Remove lid and add chopped basil, stirring until well combined. Simmer for an additional 20 minutes with lid off, stirring occasionally to prevent sticking. If needed, add splashes of water if stew begins to look dry.
Check to see if chicken is done by inserting a meat thermometer into the thickest part of the chicken breasts seeing that it registers at least 165°F. Remove from heat and transfer chicken breasts to a large cutting board. With two forks, shred the chicken into small bite-sized pieces. Alternatively, cut the chicken breasts in half, add to the bowl of a stand mixer fitted with the paddle attachment, and shred the chicken on medium speed. Return shredded chicken breasts to stew and stir to combine.
Serve warm garnished with fresh basil and freshly cracked black pepper. If desired, serve over a bed of low sodium mashed potatoes or brown rice. Store any leftovers in an airtight container in the refrigerator for up to 4 days.
To make this a Mediterranean chicken stew slow cooker recipe, simply sear your chicken breasts in a pan first for extra flavor. Then, transfer the chicken, vegetables, stock, and seasonings into your slow cooker. Cook on LOW for 6-8 hours or HIGH for 3-4 hours. Shred the chicken and stir in the fresh basil right before serving!
Serve this stew warm, garnished with extra fresh basil and a crack of black pepper. Leftovers store beautifully, making this a great meal prep option. Store in an airtight container in the refrigerator for up to 4 days. You can also freeze the stew for up to 3 months; just thaw overnight in the fridge and reheat gently on the stovetop.
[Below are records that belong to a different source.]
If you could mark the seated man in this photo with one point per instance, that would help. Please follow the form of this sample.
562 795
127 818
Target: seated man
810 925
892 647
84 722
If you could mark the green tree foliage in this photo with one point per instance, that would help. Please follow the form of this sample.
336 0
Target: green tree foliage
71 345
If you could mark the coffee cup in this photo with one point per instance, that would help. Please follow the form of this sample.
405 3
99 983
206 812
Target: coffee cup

This stew is fantastic over a bed of fluffy low-sodium mashed potatoes to soak up the savory tomato broth. For a more traditional Mediterranean pairing, serve it alongside whole-grain brown rice, quinoa, or a slice of crusty whole-wheat bread. A light, crisp side like our Greek Edamame Salad is also a wonderful complement.
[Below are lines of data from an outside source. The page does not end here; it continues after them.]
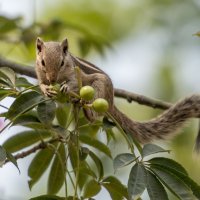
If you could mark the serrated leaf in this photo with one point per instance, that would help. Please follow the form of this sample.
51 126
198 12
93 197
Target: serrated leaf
168 164
136 181
150 149
174 184
48 197
98 164
57 172
2 156
24 139
92 188
96 144
12 159
122 160
39 165
46 111
23 103
115 188
155 188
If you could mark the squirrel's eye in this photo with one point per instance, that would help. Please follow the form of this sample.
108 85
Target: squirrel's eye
43 63
62 63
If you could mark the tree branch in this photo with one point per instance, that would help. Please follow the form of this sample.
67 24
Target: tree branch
129 96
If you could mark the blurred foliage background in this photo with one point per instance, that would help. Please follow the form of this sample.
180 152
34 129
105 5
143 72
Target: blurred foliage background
146 47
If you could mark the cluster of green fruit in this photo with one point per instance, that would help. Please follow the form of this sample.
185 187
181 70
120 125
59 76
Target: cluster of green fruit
87 93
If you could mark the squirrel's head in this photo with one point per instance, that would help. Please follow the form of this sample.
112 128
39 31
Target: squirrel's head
51 58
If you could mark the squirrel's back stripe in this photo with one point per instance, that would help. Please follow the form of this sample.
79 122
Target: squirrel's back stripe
90 68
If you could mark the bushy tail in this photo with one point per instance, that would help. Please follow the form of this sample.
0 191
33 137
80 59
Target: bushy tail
164 125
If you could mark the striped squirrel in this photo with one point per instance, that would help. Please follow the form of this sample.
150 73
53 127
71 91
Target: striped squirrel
55 64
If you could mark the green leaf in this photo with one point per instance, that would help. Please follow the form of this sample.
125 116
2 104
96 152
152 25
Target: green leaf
24 139
46 111
155 188
96 144
91 189
48 197
23 82
5 93
86 169
9 75
73 155
57 172
62 113
83 153
122 160
174 184
12 159
98 164
137 181
39 165
149 149
3 156
23 103
176 169
168 164
115 188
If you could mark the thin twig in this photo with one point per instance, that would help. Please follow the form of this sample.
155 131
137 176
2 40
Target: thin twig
129 96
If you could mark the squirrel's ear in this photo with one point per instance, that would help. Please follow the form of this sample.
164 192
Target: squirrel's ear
39 44
64 45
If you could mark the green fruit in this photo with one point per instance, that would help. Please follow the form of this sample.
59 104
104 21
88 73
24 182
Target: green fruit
100 105
56 87
87 93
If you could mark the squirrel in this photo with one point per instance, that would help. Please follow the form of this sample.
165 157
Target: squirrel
55 64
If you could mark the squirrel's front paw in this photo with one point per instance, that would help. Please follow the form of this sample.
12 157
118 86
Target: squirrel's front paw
64 87
48 90
72 92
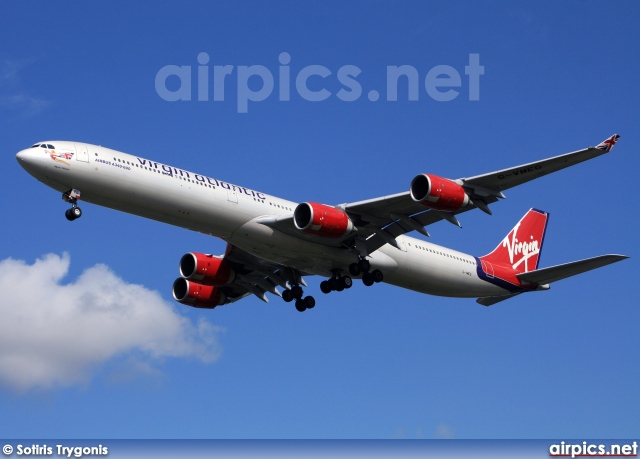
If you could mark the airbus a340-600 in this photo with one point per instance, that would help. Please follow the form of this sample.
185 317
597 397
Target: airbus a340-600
272 242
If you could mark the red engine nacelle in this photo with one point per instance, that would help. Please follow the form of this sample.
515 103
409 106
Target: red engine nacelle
438 193
327 221
206 269
197 295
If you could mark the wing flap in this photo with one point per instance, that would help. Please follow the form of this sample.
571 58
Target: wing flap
491 300
559 272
If you aren't a fan of fennel, you can substitute diced celery or extra sweet bell peppers.
Cannellini beans or great northern beans work perfectly as a creamy, high-fiber alternative to chickpeas.
Boneless, skinless chicken thighs can be used, though they will slightly alter the fat content of the dish.
Simply use an equal amount of additional unsalted chicken stock with a splash of lemon juice if you prefer to cook without wine.